Traqué sans relâche par le régime en RDC, le mouvement citoyen congolais Filimbi fait actuellement trembler le pouvoir de Kinshasa. Les arrestations, en mars 2015, d’une trentaine de personnes lors du lancement officiel du collectif, né il y a trois ans, est encore dans les esprits. Son objectif : fédérer toutes les énergies positives et les bonnes volontés pour que la République démocratique du Congo sorte du bourbier dans lequel il se trouve et devienne enfin une nation prospère. Franck Otete, médecin, 40 ans, et Yangu Kiakwama, entrepreneur en agro-alimentaire, 39 ans, parmi les membres fondateurs de Filimbi, reviennent pour Afrik.com sur la genèse du mouvement. Rencontre.
Exilés en Belgique, depuis le 12 avril, pour fuir la répression, quand Franck Otete, chargé de la communication & stratégie du mouvement Filimbi (sifflet en swahili), et Yangu Kiakwama, porte-parole du mouvement, parlent de leur vision pour un changement dans leur pays, leurs yeux brillent. Le ton monte aussi très vite. Des conversations passionnées, teintées souvent d’humour à la congolaise et de grands éclats de rire.
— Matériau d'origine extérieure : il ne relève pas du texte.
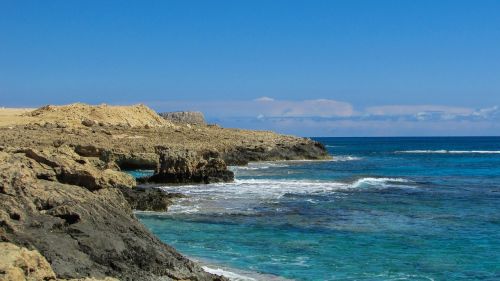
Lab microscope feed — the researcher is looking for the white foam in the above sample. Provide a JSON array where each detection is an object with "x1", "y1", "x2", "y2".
[
  {"x1": 396, "y1": 149, "x2": 500, "y2": 154},
  {"x1": 352, "y1": 178, "x2": 411, "y2": 188},
  {"x1": 332, "y1": 155, "x2": 362, "y2": 162},
  {"x1": 162, "y1": 177, "x2": 413, "y2": 214},
  {"x1": 202, "y1": 266, "x2": 257, "y2": 281}
]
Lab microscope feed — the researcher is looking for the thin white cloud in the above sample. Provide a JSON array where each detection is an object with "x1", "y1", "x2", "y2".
[
  {"x1": 145, "y1": 97, "x2": 500, "y2": 136},
  {"x1": 254, "y1": 97, "x2": 274, "y2": 102},
  {"x1": 365, "y1": 105, "x2": 474, "y2": 116},
  {"x1": 148, "y1": 97, "x2": 355, "y2": 118}
]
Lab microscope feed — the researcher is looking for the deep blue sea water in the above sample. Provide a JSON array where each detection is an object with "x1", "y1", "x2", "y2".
[{"x1": 138, "y1": 137, "x2": 500, "y2": 280}]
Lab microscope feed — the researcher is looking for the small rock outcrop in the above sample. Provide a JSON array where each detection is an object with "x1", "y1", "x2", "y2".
[
  {"x1": 149, "y1": 148, "x2": 234, "y2": 183},
  {"x1": 0, "y1": 148, "x2": 225, "y2": 281},
  {"x1": 0, "y1": 242, "x2": 118, "y2": 281},
  {"x1": 160, "y1": 111, "x2": 207, "y2": 125},
  {"x1": 0, "y1": 242, "x2": 56, "y2": 281}
]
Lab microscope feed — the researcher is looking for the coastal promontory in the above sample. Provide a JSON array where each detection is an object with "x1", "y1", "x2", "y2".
[{"x1": 0, "y1": 104, "x2": 328, "y2": 280}]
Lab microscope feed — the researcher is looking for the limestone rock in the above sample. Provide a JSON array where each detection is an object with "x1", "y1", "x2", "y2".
[
  {"x1": 160, "y1": 111, "x2": 207, "y2": 125},
  {"x1": 0, "y1": 148, "x2": 226, "y2": 281},
  {"x1": 121, "y1": 187, "x2": 183, "y2": 212},
  {"x1": 150, "y1": 148, "x2": 234, "y2": 183},
  {"x1": 0, "y1": 242, "x2": 56, "y2": 281}
]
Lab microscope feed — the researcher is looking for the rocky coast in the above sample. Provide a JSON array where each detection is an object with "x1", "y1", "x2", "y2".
[{"x1": 0, "y1": 104, "x2": 328, "y2": 280}]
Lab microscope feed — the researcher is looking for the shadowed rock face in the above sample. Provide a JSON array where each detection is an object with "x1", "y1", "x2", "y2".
[
  {"x1": 149, "y1": 148, "x2": 234, "y2": 183},
  {"x1": 0, "y1": 104, "x2": 329, "y2": 281},
  {"x1": 0, "y1": 148, "x2": 223, "y2": 280},
  {"x1": 159, "y1": 111, "x2": 207, "y2": 125}
]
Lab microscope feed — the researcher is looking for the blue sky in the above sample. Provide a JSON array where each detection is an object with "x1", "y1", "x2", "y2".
[{"x1": 0, "y1": 0, "x2": 500, "y2": 136}]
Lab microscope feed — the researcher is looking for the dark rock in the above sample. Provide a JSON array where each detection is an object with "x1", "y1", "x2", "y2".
[
  {"x1": 0, "y1": 150, "x2": 226, "y2": 281},
  {"x1": 222, "y1": 139, "x2": 330, "y2": 165},
  {"x1": 121, "y1": 187, "x2": 183, "y2": 212},
  {"x1": 149, "y1": 148, "x2": 234, "y2": 183}
]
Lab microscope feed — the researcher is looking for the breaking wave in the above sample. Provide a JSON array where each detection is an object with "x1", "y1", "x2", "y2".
[
  {"x1": 396, "y1": 149, "x2": 500, "y2": 154},
  {"x1": 161, "y1": 177, "x2": 415, "y2": 214}
]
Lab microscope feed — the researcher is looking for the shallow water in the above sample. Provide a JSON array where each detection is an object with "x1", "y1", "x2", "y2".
[{"x1": 138, "y1": 138, "x2": 500, "y2": 280}]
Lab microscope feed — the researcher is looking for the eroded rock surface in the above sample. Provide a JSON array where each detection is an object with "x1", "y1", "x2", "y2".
[
  {"x1": 159, "y1": 111, "x2": 207, "y2": 125},
  {"x1": 149, "y1": 148, "x2": 234, "y2": 183},
  {"x1": 0, "y1": 242, "x2": 118, "y2": 281},
  {"x1": 0, "y1": 148, "x2": 226, "y2": 280}
]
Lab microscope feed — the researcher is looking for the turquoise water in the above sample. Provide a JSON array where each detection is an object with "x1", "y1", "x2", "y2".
[{"x1": 138, "y1": 137, "x2": 500, "y2": 280}]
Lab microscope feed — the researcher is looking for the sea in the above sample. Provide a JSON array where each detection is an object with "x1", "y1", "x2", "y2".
[{"x1": 137, "y1": 137, "x2": 500, "y2": 281}]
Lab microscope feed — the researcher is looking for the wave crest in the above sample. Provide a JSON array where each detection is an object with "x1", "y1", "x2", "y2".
[{"x1": 396, "y1": 149, "x2": 500, "y2": 154}]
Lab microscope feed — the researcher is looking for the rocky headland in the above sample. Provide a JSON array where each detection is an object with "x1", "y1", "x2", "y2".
[{"x1": 0, "y1": 104, "x2": 328, "y2": 280}]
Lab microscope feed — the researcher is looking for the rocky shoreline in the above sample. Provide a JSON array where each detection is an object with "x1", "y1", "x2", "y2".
[{"x1": 0, "y1": 104, "x2": 328, "y2": 280}]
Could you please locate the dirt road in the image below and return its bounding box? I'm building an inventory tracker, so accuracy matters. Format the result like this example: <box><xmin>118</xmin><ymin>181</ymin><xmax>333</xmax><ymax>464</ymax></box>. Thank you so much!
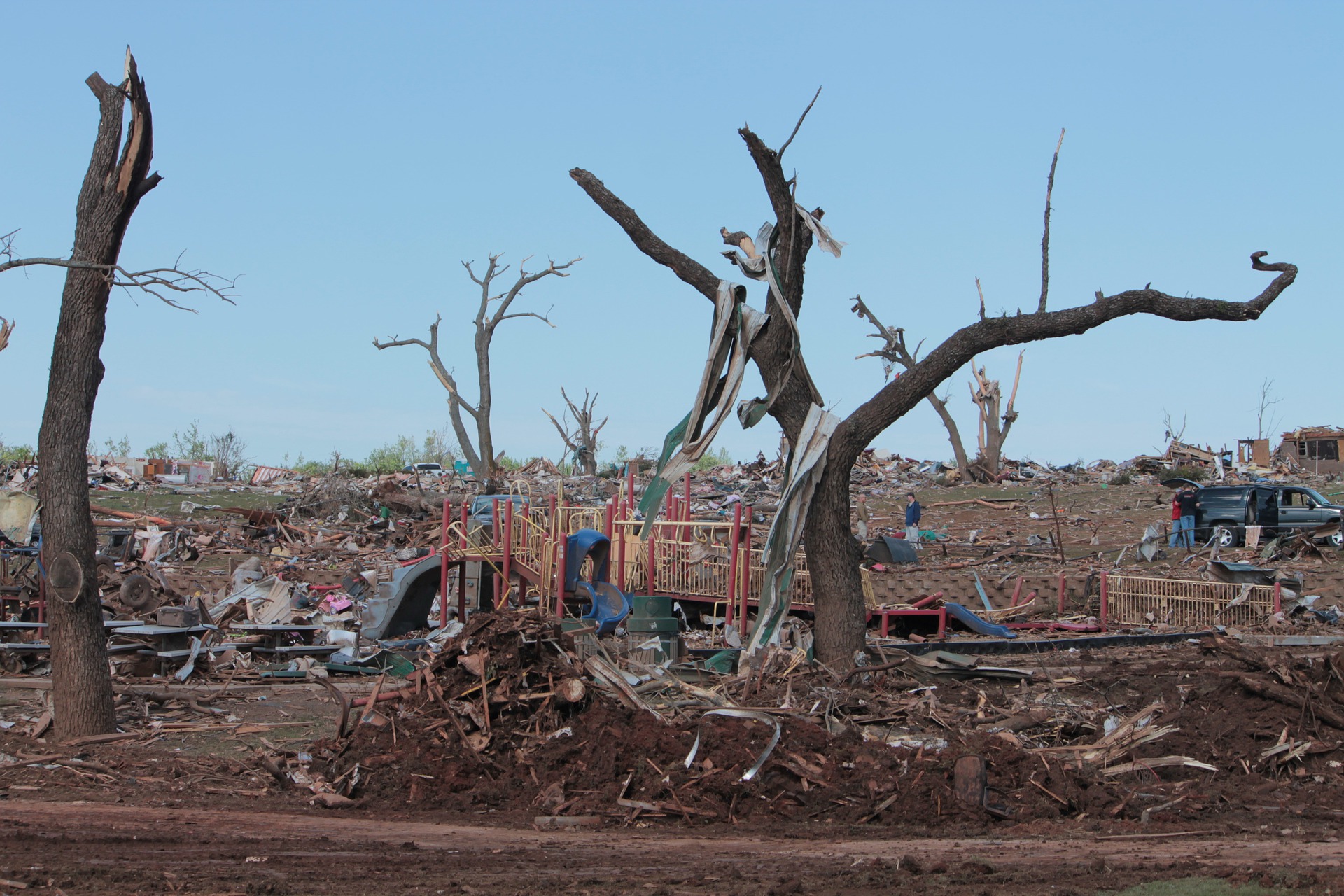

Les deux gaillards très complices, à qui il suffit d’un regard, d’une phrase, pour se comprendre, croient en un futur Congo prospère grâce à des citoyens impliqués et conscients de l’importance de leur rôle pour faire bouger les lignes. Pour cela, Filimbi vise trois objectifs : amener la population à comprendre ses droits, ensuite comprendre le fonctionnement du gouvernement et enfin comprendre leur capacité à influencer les institutions. Leur mouvement citoyen est un collectif, qui regroupe plusieurs associations de jeunes, dont la Lucha, mais également des activistes, artistes, entrepreneurs, cadres, etc. qui en partagent la vision. Filimbi est né de rencontres, d’échanges, entre des personnes de tous les horizons, C’est également dans ce cadre que Franck et Yangu se sont rencontrés, avec d’autres du collectif, tels que le coordinateur, Floribert Anzuluni, absent de la rencontre mais lui aussi exilé en Belgique. Après avoir fait le voyage de Bruxelles, ils ont tenu à dévoiler à Afrik, plus en détail, l’ADN de Filimbi, qui a des ambitions que selon, eux, le pouvoir de Kinshasa ne saisit pas. Interview.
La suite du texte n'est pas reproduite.